En esos años tuve la ocasión de impartir varios cursos de informática para el personal de la casa y tuve el placer de coincidir con algunos de esos rostros que veía por la tele, compartir tardes de clase, descansos, cafés y opiniones. Albert, un operador de cámara; Óscar, de Radio 9; Frederic, presentador de informativos y sobre todo de la gente del Centro de Formación, Amparo, Pilar y Fani. Fani la que presentaba y que había acabado haciendo tareas administrativas por divergencias con la dirección. Fani con la que hablaba de natación, de mi hijo, de la situación de la tele. Quiero pensar que algo de huella le dejé porque a mí ella me dejo y mucho. Esa sonrisa enorme, su melena morena rizada, y sus ojos que transmitían una ternura infinita.

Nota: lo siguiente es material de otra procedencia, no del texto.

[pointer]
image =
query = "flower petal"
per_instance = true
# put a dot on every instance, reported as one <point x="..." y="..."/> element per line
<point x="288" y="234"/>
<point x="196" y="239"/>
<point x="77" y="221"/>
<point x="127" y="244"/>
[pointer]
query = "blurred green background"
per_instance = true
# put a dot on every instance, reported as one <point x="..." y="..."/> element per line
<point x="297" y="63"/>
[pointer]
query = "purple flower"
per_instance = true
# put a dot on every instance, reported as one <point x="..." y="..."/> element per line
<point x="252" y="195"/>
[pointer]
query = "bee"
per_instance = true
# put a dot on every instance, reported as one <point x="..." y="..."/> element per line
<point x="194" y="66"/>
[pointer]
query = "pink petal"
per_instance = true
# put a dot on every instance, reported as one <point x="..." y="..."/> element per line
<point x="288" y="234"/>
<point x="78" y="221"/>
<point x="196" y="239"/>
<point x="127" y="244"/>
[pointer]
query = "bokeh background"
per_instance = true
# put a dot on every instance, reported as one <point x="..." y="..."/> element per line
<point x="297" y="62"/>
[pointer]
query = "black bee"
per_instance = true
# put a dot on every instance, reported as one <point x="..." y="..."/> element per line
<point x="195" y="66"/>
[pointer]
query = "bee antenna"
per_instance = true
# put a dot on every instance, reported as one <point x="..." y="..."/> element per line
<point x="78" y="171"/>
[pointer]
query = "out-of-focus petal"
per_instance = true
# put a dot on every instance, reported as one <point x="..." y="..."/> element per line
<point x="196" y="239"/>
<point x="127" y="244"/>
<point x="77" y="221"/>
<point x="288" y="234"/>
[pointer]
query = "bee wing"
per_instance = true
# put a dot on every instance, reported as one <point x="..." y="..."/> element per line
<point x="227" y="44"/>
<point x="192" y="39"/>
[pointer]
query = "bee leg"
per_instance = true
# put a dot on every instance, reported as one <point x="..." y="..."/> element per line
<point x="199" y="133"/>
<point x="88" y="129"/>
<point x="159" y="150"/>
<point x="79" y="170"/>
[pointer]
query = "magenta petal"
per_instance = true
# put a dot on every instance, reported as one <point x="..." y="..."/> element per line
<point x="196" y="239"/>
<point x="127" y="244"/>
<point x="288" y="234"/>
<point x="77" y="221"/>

Mi época allí acabó cuando el responsable de formación dejó de sacar una cuantiosa comisión de esos cursos. Perdí el contacto con toda esa gente hasta que Twitter me los acercó de nuevo. Eran ya los malos momentos, el ERE maldito, la agonía de casi dos años hasta este fundido a negro. Fani lo ha contado todo en un blog que destila ironía y amargura. Albert fue protagonista de la primera “Intifalla”. Óscar fue papá y se fogueó en política reivindicando todo lo reivindicable. Xelo luchó por los derechos de sus compañeros desde su puesto en el consejo de administración.

El viernes 29 de noviembre la policía puso fin a 24 años de un sueño. Los que vimos su nacimiento lloramos su cierre. Muchos argumentan que había demasiada gente pero nadie despide a quien creó el problema. Otros dicen que cobraban mucho pero quien fijó su sueldo sigue amarrado a una poltrona.

Para mí se acabó el sueño que mi hijo vea televisión en el idioma que le habla su padre, que aprenda viendo los dibujos animados o los documentales, que vibre con los partidos de los equipos de la tierra o con las partidas del “Circuit Bancaixa” de pilota.

En ese fatídico día me vino a la mente la escena de la película The Matrix en la que, traicionando a sus compañeros, Cifra los va desconectando y cuando le llega el turno a Switch dice “No, así no”. Pues eso, que nos han desconectado de un futuro en el que a los valenciano parlantes nos queda únicamente TV3 y Catalunya Ràdio como medios de difusión de un lenguaje parecido pero de una cultura que no es la nuestra.

He escrito este post en castellano por respeto a los lectores castellano parlantes y por no llenarlo de erratas que podrían quitarle fuerza al mensaje.